Apache Airflow’s “pinwheel” logo

Unleashing the power of TaskFlow API in Apache Airflow

Ferruzzi
Apache Airflow

--

Apache Airflow is an orchestration platform to programmatically author, schedule, and execute workflows. Workflows are built by chaining together Operators, building blocks that perform individual tasks, into a Directed Acyclic Graph (DAG). The TaskFlow API was introduced in Airflow 2.0 and is a wonderful alternative to PythonOperator. We are going to have a look at a few use cases where TaskFlow excels and see how it compares to writing a DAG using the traditional PythonOperator. If you are unfamiliar with the basics of writing a DAG in Apache Airflow 2, you may want to check out the Airflow Fundamental Concepts review on the Airflow Tutorials page or this Apache Airflow 2.0 Tutorial blog post to get the most of this blog post.

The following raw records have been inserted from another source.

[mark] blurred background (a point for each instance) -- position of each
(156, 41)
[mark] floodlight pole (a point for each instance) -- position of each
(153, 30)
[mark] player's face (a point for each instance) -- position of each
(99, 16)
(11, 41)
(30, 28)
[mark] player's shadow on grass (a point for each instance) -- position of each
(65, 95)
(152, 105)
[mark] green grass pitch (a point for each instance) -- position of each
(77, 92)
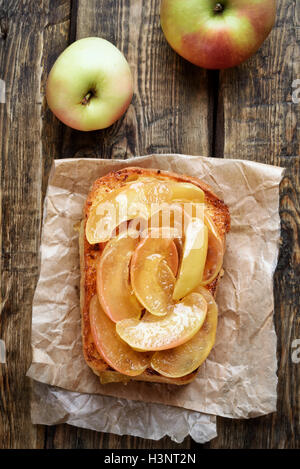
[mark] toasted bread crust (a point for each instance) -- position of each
(90, 254)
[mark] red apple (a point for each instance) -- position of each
(217, 34)
(90, 85)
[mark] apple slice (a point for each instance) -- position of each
(186, 358)
(115, 352)
(113, 287)
(135, 199)
(215, 253)
(151, 273)
(193, 258)
(161, 333)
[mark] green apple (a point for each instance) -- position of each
(90, 85)
(217, 34)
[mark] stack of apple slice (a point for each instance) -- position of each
(152, 309)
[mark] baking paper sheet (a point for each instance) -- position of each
(52, 405)
(239, 378)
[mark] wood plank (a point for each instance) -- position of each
(22, 54)
(164, 117)
(261, 123)
(170, 110)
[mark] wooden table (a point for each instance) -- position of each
(248, 112)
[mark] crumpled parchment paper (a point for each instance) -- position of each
(52, 405)
(239, 377)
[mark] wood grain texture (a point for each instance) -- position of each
(20, 55)
(257, 120)
(170, 109)
(25, 27)
(245, 112)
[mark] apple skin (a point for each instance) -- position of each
(89, 65)
(217, 40)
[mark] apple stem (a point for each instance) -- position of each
(218, 8)
(86, 98)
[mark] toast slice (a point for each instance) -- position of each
(90, 255)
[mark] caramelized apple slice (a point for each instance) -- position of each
(215, 253)
(161, 333)
(113, 287)
(134, 200)
(114, 351)
(186, 358)
(193, 258)
(151, 274)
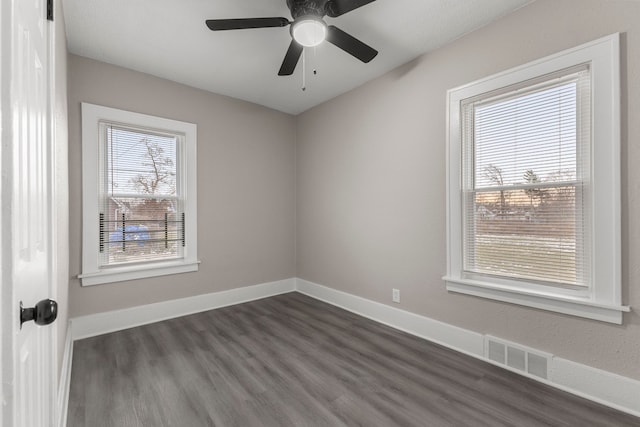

If you have used the PythonOperator with Airflow in the past, you will likely be wondering why change now? The TaskFlow API offers a number of benefits over the traditional PythonOperator. Some of the most obvious are:

  1. Reduced boilerplate code
  2. Intuitive data transfer between DAGs
  3. No unnecessary code for explicit dependency chain
  4. Simplified task instantiation

Side-by-Side Comparison

A note on code snippets: The code snippets below work in Airflow 2.4.0+. Older versions of Airflow may require some adjustments such as replacing schedule=None with schedule_interval=None in the DAG declarations.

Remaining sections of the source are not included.